An uppercase, two-character string specifying the geographic value, usually a state or "US" for national data.

report_date

A string representing the report date. Formatted as "YYYY-MM-DD".

max_reference_date

A string representing the maximum reference date. Formatted as "YYYY-MM-DD".

min_reference_date

A string representing the minimum reference date. Formatted as "YYYY-MM-DD".

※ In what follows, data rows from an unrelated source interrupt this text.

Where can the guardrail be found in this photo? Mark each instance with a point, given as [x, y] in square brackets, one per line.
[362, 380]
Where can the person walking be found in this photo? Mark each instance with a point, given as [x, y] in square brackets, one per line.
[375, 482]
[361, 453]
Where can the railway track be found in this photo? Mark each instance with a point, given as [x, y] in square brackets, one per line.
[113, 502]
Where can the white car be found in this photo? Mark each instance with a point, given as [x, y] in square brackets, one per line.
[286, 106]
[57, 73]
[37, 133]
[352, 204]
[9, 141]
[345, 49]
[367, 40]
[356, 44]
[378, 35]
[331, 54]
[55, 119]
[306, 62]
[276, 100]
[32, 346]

facility_active_proportion

A numeric value between 0 and 1 specifying the proportion of days during the modeling period that facilities must have reported at least one informative discharge diagnosis (DDI) to be included in the analysis. Default is 0.94 (require active reporting for >=53 of 56 days in the training period). Lower values allow inclusion of facilities with fewer active days.

Value

A dataframe with one or more rows and columns report_date, reference_date, geo_value, confirm

Details

We handle two distinct cases for geographic aggregates:

  1. A single state: Subset to facilities in that state only and aggregate up to the state level 2. The US overall: Aggregate over all facilities without any subsetting

Note that we do not apply exclusions here. The exclusions are applied later, after the aggregations. That means that for the US overall, we aggregate over points that might potentially be excluded at the state level. Our recourse in this case is to exclude the US overall aggregate point.